Something like Deconstruction becomes a dog whistle for those who feel they can no longer be a part of a tradition that they imagine would have marginalized them if they had not rested intellectual and academic hegemony from the previous bearers of a tradition all Post-Structuralists then had to lambast as fake, or so the individual psychologies go into the mentality that has bred a hatred of literature, a hatred of the literary, a dismantling of all that has ever gone into literacy, being literate; thus creating systems of under-education–entrenched at all levels as it is, leaving paths clear for Power to become even more Powerful and Money even more monied, each trading in the other with the other . . . in is interesting to note well that Trump is not the originator of calling previous hegemonies fake.
We have become like the fool who chases the devil in the forrest of Truth and Law and cuts down all the trees of Law and Truth to get at Him, the Devil, only to find that the devil turns to face this fool who no longer has a stick of Truth or Law between him and the devil. Good luck, my hypocrite readers, fools and their folly follow one after the other, another foolish enterprise, we could say, as do I, often–one thing I do know is that many times, whatever it is that seems agreed upon by many, by more than simply a general consensus adding into a majority is this, I’m against it.

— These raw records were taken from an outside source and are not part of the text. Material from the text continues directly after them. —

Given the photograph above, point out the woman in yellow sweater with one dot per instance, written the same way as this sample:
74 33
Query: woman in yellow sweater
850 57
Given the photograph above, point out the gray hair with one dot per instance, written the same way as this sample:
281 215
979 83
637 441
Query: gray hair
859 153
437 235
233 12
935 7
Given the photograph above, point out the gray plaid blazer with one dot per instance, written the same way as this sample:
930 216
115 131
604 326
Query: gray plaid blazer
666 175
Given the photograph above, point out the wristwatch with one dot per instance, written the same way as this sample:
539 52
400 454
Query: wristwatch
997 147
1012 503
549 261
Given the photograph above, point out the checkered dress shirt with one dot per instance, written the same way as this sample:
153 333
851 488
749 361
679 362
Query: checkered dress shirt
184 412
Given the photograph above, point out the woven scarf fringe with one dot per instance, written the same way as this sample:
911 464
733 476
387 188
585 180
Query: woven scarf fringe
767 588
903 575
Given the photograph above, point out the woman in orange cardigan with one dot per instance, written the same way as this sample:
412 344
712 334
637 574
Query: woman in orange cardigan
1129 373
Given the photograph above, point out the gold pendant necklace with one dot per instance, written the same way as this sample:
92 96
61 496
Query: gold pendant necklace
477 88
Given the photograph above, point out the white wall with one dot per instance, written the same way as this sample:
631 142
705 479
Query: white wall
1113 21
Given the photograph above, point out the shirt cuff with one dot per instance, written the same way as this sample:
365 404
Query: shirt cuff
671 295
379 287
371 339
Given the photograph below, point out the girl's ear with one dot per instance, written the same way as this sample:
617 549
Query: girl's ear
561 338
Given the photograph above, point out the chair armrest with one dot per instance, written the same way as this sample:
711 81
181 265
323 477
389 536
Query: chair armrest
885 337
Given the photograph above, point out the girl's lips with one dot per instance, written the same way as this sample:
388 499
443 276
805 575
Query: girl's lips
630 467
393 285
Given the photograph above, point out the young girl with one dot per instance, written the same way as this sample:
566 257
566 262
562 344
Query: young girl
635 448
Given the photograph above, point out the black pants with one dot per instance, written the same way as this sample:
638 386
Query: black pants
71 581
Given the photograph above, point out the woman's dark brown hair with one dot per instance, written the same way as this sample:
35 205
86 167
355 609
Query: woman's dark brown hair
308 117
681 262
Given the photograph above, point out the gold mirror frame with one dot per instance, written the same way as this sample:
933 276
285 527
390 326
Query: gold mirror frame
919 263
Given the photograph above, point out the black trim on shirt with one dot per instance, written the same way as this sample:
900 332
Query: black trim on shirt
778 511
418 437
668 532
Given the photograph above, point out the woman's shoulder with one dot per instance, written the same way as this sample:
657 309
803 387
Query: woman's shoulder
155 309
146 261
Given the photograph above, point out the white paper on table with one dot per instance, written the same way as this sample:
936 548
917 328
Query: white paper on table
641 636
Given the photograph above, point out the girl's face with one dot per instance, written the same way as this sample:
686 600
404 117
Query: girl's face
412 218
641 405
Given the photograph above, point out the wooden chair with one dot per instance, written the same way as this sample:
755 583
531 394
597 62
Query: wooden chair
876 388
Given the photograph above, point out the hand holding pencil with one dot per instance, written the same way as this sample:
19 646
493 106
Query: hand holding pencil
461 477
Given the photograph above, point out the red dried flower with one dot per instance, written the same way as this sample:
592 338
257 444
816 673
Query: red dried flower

I hope in this–by this–you have gained something we might have called at one time in a past now under a scrutiny handled by lesser investigative talents, imbeciles with a magnifying glass, yet only after destroying all the charts and tables and categories of investigation and learning that have gone before and no longer bear any accumulation? What then am I saying here? Everything is both fiction and autobiography while still fulfilling generic requirements of genre, which is kind of gender, if you understand what I am driving at with that analogy? I don’t find dismay in what is asserted unless or until it becomes iconoclastic, the latter always more and more savage in proportion to the degree (the depth) of ignorance of those who have assumed they are smart enough, learned enough, educated in a way that would allow them to add to the body of knowledge and not perpetuate a mood where Doubt becomes the highest wisdom and anyone who knows anything is as suspect as anyone intelligent must become in any Totalitarian society, especially one like ours–the Soviet Union had only its ideology to protect and keep pure, we have ever increasing profits engendered by greed and contempt, a reforming of Power Oligarchies in the image of Democracy. Fools and their folly.